Export-strength beers exist in Bavaria as well, but pay attention as this is confusing. The old coppery märzen beers, brewed at the end of the winter brewing season, were a little stronger to over-weather the hot summer season, and of course gained worldwide fame as the beer of the Oktoberfest, Munich’s great beer festival. Of late, public taste has been insistent on paler and paler beers, and brewers can only stick to tradition as longs as it sells, which means many Oktoberfest beers are more golden than amber these days. Some brewers have begun offering a classic märzen alongside the modernist Oktoberfest. Others in and out of Munich have started selling golden export-strength beers, typically under the designation spezial (not to be confused with a brewery of that name in Bamberg). Clear enough?
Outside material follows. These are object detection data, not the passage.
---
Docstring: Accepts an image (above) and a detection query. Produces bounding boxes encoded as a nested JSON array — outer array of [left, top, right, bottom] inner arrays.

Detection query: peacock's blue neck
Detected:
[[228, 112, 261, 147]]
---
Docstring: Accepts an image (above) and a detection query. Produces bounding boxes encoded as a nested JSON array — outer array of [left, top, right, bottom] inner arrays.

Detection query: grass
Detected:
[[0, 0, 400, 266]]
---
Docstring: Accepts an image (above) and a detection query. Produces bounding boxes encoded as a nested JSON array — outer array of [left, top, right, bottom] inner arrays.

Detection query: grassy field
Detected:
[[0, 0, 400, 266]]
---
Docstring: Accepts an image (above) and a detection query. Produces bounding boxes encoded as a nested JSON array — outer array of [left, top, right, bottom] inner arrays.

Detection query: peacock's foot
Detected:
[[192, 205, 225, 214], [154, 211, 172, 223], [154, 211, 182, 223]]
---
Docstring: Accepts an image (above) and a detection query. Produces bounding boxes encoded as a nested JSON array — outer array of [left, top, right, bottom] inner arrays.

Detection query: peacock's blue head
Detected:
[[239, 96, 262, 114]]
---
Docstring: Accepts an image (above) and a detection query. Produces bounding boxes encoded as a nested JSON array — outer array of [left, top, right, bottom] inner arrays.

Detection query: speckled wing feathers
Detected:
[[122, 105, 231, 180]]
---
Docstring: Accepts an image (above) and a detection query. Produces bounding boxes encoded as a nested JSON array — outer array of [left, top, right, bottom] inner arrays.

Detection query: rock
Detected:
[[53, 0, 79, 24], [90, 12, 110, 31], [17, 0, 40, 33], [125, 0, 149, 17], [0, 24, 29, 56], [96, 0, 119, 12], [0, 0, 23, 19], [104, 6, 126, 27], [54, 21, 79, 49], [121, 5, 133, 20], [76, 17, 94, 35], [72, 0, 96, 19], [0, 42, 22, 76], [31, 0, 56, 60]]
So if you needed justification for a strong, pale Bavarian lager, there it is. But, as always, we’re just looking for something that tastes great, suits the season and makes our friends and us really happy. Export does the job. More malt means bigger flavor, which means you can pile on the hops and still have balance. Lagering means a clean, smooth flavor. You can brew these as simply stronger versions of any pale lager you choose: the austere crispness of a German pils, the sweet ‘n’ spicy floweriness of a Czech pilsener, or the malty goodness of a Munich-style helles. Those recipes are well known and available everywhere. Just bump the quantities of everything up by about twenty percent. You can go further, but then the beer turns into something else.
For our recipe, we’re going to Poland, a country that has long had close and complex relationships with the other lager regions in Europe. The beers there are somewhere between Czech and German-style pilseners, but with a very slight rustic coarseness about them, which I personally find charming. Poland has several hop growing regions in the southern half of the country. The classic variety, Lublin, is named for the largest of these cultivation areas, shares parentage and some aromatic qualities with the Czech Saaz. The other variety available through homebrew channels is Marynka, a moderately high alpha hop (9%) with a clean bitterness and a powerful aroma Michael Jackson described as “…cedary, rooty, almost licoricelike…” Sounds like the start of a recipe to me. We’ll be using a proportion of U.S. six-row malt for a slight grainy bite, along with a little Vienna for a honeyed golden maltiness.
Water is always important, but in a pale bitter beer it can be night and day. Hard, alkaline (carbonate) water should never be used—the carbonate content should be about 60 ppm or less. Totally soft water isn’t good either, as the mash really needs some calcium to help it get going. Normally, a beer of this type would use calcium chloride as opposed to calcium sulfate as the calcium source. Unfortunately, water chemistry is too complex to deal with right here, so you may have some homework to do before you brew.
Note that lager brewing requires plenty of good healthy lager yeast and controllable cool temperatures, which means, for most of us, fermenting in a refrigerator. The fermentation should start out at about 38 °F (3 °C) for the primary, then several weeks at about 50 °F (10 °C) for conditioning. Don’t forget a diacetyl rest, a few days at cellar temperatures towards the end of conditioning to allow the buttery diacetyl to reabsorb into the yeast.
When the beer is finally ready, you can pour a cold one into a tall glass and enjoy the delightful aromas of malt and hops from a far-off land. Bon voyage!